Harare - In a bid to ease worsening meat shortages in Zimbabwe, the state-controlled beef company announced Monday it would increase by around four times the amount it pays farmers for their cattle. Earlier this month President Robert Mugabe's government banned private slaughterhouses from operating as part of its campaign to cut prices.
Only the state-run Cold Storage Company was allowed to continue buying and slaughtering stock. But the low prices it offered meant it was only slaughtering around 100 cattle a day for this nation of 11 million people.
Now the CSC is paying between 10 million and 15 million Zimbabwean dollars per beast, up from 3 million, Monday's edition of the official Herald daily said.
Cash would be paid for cattle sold on the spot by peasant farmers, a company official said.
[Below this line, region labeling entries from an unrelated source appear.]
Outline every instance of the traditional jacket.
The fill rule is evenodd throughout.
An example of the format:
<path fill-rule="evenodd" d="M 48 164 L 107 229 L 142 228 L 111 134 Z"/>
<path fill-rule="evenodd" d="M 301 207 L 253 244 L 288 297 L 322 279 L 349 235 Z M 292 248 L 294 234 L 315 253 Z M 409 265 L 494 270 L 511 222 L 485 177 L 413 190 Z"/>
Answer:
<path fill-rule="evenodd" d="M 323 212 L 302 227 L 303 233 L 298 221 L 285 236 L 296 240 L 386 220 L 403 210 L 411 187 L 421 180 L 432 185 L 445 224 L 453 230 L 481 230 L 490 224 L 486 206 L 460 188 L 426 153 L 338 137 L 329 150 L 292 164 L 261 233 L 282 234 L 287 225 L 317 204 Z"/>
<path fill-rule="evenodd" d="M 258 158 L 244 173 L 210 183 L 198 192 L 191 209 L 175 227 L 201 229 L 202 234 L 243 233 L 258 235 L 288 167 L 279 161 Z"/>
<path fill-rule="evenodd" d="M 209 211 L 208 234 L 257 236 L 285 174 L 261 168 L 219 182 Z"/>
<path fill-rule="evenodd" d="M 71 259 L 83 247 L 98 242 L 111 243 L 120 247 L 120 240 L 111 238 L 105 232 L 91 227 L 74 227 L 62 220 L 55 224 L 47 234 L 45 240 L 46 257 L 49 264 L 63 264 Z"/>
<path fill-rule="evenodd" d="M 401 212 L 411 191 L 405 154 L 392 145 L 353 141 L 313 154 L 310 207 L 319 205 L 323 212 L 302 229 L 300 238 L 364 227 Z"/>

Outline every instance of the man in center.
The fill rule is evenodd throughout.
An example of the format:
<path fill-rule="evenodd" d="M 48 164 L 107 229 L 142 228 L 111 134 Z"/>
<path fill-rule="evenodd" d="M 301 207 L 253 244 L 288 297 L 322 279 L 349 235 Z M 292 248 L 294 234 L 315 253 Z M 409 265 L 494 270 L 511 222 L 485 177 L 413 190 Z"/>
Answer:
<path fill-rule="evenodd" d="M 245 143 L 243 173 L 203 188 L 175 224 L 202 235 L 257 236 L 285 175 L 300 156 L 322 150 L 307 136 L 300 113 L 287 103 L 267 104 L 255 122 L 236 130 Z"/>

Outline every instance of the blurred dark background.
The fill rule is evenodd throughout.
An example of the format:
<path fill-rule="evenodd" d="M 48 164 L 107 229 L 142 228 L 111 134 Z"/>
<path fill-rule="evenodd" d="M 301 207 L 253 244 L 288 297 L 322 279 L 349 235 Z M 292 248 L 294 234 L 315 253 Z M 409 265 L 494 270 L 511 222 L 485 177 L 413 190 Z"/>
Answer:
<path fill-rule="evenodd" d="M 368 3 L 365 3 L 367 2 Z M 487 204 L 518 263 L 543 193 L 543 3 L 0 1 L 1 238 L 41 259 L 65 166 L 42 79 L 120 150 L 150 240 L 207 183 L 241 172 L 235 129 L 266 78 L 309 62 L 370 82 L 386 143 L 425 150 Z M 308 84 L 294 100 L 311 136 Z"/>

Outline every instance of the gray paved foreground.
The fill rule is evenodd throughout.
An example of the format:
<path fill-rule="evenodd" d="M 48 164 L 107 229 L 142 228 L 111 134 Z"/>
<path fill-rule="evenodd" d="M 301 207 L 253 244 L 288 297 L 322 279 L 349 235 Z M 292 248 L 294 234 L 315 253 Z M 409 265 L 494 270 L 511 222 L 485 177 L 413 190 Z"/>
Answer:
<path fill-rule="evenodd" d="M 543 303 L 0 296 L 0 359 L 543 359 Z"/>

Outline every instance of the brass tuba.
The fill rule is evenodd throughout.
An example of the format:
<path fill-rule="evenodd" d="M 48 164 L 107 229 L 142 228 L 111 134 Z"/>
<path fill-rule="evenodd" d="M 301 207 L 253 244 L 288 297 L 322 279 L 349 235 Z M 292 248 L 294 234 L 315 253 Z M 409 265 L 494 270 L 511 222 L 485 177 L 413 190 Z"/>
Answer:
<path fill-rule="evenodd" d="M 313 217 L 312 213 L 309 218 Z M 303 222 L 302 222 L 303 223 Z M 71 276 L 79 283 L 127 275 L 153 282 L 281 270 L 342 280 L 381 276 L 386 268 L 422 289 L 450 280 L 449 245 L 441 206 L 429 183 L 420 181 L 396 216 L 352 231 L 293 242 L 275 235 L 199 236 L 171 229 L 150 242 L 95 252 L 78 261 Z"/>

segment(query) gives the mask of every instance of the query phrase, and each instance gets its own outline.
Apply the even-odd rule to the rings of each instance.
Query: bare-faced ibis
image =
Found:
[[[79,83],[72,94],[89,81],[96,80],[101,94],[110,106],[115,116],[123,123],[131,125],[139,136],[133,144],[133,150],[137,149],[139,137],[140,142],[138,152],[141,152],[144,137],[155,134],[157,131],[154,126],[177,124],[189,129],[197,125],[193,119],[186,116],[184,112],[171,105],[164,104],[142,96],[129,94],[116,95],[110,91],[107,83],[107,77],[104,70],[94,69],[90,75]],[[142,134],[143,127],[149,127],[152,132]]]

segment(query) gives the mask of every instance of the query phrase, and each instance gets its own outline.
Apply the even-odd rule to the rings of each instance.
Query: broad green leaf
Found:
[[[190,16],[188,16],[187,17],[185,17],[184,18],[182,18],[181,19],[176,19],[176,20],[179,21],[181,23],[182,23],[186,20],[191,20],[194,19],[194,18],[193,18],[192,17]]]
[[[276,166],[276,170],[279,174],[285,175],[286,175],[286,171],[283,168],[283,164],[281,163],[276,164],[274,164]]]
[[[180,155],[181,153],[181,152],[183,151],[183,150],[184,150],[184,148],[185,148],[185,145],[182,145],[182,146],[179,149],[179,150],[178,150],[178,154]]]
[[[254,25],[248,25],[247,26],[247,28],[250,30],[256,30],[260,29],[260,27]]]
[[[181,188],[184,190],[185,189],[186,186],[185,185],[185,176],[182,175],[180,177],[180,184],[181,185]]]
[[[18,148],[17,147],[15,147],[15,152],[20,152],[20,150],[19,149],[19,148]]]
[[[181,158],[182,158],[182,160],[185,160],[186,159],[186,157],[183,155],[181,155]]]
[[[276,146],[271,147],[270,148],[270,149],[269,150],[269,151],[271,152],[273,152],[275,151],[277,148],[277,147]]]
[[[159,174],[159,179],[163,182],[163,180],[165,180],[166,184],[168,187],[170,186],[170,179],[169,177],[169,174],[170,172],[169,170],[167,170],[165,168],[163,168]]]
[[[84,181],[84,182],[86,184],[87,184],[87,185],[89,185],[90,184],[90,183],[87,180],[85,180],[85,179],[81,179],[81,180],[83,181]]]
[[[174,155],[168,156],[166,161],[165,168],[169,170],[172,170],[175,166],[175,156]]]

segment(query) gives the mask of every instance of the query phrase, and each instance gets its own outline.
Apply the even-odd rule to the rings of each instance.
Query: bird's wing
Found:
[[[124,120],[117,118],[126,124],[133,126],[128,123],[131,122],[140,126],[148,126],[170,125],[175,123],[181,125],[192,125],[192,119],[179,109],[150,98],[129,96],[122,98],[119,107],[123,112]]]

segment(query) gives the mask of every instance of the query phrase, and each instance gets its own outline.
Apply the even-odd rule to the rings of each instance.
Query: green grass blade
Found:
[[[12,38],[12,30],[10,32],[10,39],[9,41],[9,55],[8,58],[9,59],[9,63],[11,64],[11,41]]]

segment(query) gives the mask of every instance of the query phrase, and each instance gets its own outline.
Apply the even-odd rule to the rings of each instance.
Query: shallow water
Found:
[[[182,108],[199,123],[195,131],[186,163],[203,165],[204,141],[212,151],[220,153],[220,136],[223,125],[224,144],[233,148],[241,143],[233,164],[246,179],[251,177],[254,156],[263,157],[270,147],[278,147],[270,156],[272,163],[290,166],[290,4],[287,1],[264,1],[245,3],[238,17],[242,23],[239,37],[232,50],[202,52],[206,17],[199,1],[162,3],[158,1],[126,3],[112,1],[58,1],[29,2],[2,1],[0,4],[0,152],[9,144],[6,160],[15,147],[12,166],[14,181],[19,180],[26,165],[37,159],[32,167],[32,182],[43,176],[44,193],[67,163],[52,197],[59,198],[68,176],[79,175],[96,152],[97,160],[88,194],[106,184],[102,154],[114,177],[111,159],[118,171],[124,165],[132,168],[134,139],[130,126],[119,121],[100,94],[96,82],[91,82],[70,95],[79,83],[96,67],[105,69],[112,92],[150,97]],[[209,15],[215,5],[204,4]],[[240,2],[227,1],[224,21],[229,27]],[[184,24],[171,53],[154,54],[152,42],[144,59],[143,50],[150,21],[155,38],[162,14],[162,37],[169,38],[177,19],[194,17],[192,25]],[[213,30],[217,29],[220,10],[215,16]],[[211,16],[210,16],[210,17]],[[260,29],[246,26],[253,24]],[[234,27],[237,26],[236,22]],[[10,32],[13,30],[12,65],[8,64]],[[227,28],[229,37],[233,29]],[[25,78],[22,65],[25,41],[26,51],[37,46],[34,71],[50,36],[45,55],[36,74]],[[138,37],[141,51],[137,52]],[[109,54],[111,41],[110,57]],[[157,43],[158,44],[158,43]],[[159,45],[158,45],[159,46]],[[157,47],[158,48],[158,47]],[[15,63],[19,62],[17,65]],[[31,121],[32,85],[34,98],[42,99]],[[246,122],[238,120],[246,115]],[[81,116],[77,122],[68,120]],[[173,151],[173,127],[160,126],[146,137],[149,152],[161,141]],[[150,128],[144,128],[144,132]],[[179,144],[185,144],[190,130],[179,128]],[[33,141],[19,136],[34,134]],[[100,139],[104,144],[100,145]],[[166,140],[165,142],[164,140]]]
But the new price is still way below the market value of beef, which was around 40 million Zimbabwe dollars per beast before the price blitz.
"We are willing to enter into negotiations with the farmers," CSC head Ngoni Chinogaramombe said.
"We need to buy cattle from farmers largely for local consumption and this is why we are now moving to lure communal and resettled farmers," he said.
The government's campaign to slash prices by at least 50 per cent for all basic goods and services has created acute shortages of many commodities.
Meat freezers in supermarkets are empty, butcher shops have closed down and most shop shelves are empty of basics like sugar, cooking oil, flour and rice.
Police meanwhile Monday said they were extending their blitz - which has so far netted around 5,000 business executives and shop and garage owners - to people plying their trade on the informal market.
At least 150 street vendors were arrested in the capital Harare over the weekend for selling basic commodities at highly-inflated prices, police spokesman Bothwell Mugariri said.